I don't think throwing intel out entirely is a solution, but rather, diversification. What if there later comes out another vulnerability granting arbitrary code exec given a specific bytestring in memory, which only intel processors are immune to? Better to have as many as possible of as many different CPUs as possible. Just like, e.g. backblaze has done with HDD manufacturers.
I mean, we know they are all saying "arm" and "amd" both as negotiating tactic as well as strategically diversifying microarchitectures. That said, I'm not sure it's like amd can deliver more instructions per second per dollar.
I wonder if it would make sense for some loads to prepare for Itanium usage, or even older Atom architectures? Does any one deploy Itanium in the cloud?
It's worth noting that only pre-2013 Itanium CPUs are not vulnerable to meltdown (The same as with Atom CPUs).
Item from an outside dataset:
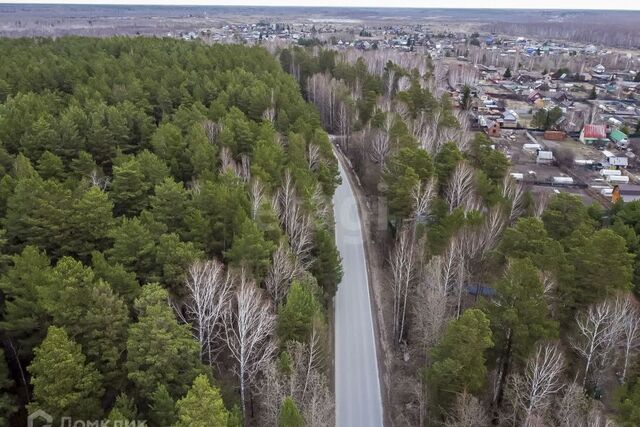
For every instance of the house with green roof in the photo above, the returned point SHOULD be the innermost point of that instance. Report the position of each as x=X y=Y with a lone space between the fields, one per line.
x=619 y=138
Intel has also said that the Itanium chips released in 2017 would be the last Itanium chips they will develop, so I don't think there's any reason to bother switching to Itanium. I would wager it's guaranteed you'll be better-off with the latest AMD instead of a 2013 Itanium, and AMD supports x86-64 so it doesn't require making your full software stack support Itanium (Which it likely doesn't).
I am sure you didn’t mean it this way, but it struck me as funny saying AMD supports x86-64. Of course AMD supports x86-64, they invented it. That is why Microsoft and Linux refer to that architecture as AMD64.
That's not entirely accurate. There are a lot of ARM CPUs that are not vulnerable to Spectre, and that includes a lot of them that are in use in actual devices. For example, my phone happens to use a Cortex-A53, which is not vulnerable. It is however easy to miss this detail from their 'security update'  because the table doesn't list CPUs that aren't affected.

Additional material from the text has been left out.